While Cedar waxwings confine their nomadic wanderings to North and south America, like the Bohemian waxwing, their diet consists mostly of fruit and berries during non breeding seasons.   They too are known for falling drunkenly from a perch due to their greedy consumption of fruit.   During breeding season however, they consume mostly insects, although fruit is still a part of their diet.  Cedar waxwings love the sound of running water, so if you wish to attract these beautiful birds to your yard, all you need to do is add fruit bearing plants and a water fountain or bird bath.

Cedar Waxwing
Both species of waxwing have small patches of bright red feathers on their wings, which look like drops of  red wax.  Hence the name Waxwing.  They both  have yellow tipped tail feathers, as well as a black mask covering their eyes and a crest on their head.   However, otherwise the coloring of each species is quite different. 

Cedar Waxwing back view

The Cedar Waxwing has a yellow belly and white under tail coverts.  This bird is mainly cinnamon brown in color on the chest, throat, all of the head and crest.  The color then blends to soft gray on the back.  The Bohemian has a white belly and reddish orange under tail coverts, while his chest is mostly gray blending into cinnamon brown at the throat, face and crest, but the back of the head and the remainder of his body is soft gray in color.

Bohemian Waxwing
Cedar waxwing

The Bohemian waxwing has more red spots on the wing than the Cedar waxwing, and also has yellow and white wingtips.   Both of these colors are lacking on the Cedar waxwing's wing tips.  The Cedar waxwing however does have a small patch of white running along his back on both sides where the wings meet.  The male and female of both species have the same coloring, unlike other bird species where only the male sports the bright plumage.

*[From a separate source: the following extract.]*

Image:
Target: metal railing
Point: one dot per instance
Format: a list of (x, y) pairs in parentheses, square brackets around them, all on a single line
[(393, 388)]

Flock of Bohemian Waxwings
Pair of Cedar Waxwing

The Cedar waxwing is not easily seen during the breeding season, although you will hear their distinct, high pitched whistles.  In the fall, like their cousins the Bohemian waxwings, they fly in large flocks to seek out and follow the food supply.  Both species share their food, and will pass it along if it is in a place on a branch that is hard to reach.   Mated pairs will pass food or objects, such as flower petals back and forth. As you can see, these species are highly social in behavior and watching their behavior is a distinct joy.


Jun 23, 2011

Taking a break

I'm taking a break from posting this week, while I take care of some personal stuff.  Back to regular posting next week.


Jun 16, 2011

House Finch taking over the neighborhood

Male and female

Although I had never seen a House Finch until I moved, now I see this bird all the time.  Last year there were just a few, mostly down the street a couple of blocks.  This year however, they seem to have taken over the whole neighborhood.   There are even some nesting in my neighbor's yard.

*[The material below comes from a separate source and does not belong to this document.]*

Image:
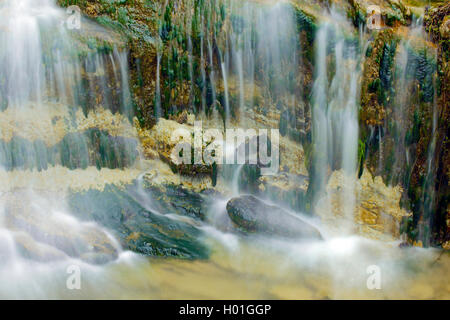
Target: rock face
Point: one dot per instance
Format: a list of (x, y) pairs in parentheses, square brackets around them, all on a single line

The abundance of fruit trees and bushes no doubt contributes to their presence and apparent well being.  Or perhaps the presence of the Ravens, who have established their territory here, has indirectly been beneficial to this finch species.   Whereas before there were one or two species of small hawks that hunted the neighborhood almost daily,  since the Raven's have built their nest site and their young have fledged, these hawks are noticeably absent.

In flight
The House Finch, as you can see is a beautiful bird who takes advantage of the presence of humans and human development.   They are a non-migratory, very social species.  You will see them in groups in the tree tops or singly on the ground, or at the bird feeder.  Their diet includes seeds, berries and fruit.  The fruit and berries are what gives the males their bright color which can vary from yellow and orange, to red.  Although red is the predominant color.

Male perched

The House Finch was brought to Western North America from Mexico in the 1940's and have adapted themselves very well.  But although it is a beautiful bird species, it's introduction  has had the unfortunate effect of displacing  the larger Purple Finch, who is native to the area.  Sadly the Purple Finch's numbers have declined because of this.

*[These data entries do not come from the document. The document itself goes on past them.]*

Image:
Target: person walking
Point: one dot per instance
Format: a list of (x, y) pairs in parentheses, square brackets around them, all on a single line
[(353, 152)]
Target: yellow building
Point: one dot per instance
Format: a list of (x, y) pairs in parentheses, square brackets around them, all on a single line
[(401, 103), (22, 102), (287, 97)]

The House Finch may be recognized by it's bright cherry red head and breast, streaky brown back and wings, as well as a red rump.  They also have brown streaks on their breast.  Their wings are short and their tail only slightly notched, unlike other finch species.  In winter they fly in small flocks much like waxwings.  Their habitat includes urban areas, city parks, back yards, farms, and forest edges. 


Jun 9, 2011

Tiger swallowtail butterfly

I don't see this beauty often.  In fact in recent years I have seen it once only, but this year, for some reason, I'm seeing Tiger Swallowtails where ever I go.  I must say that I'm extremely pleased by that fact, because it seems to me I recall someone telling me years ago that these butterflies were endangered, although I will have to find out if that is actually true.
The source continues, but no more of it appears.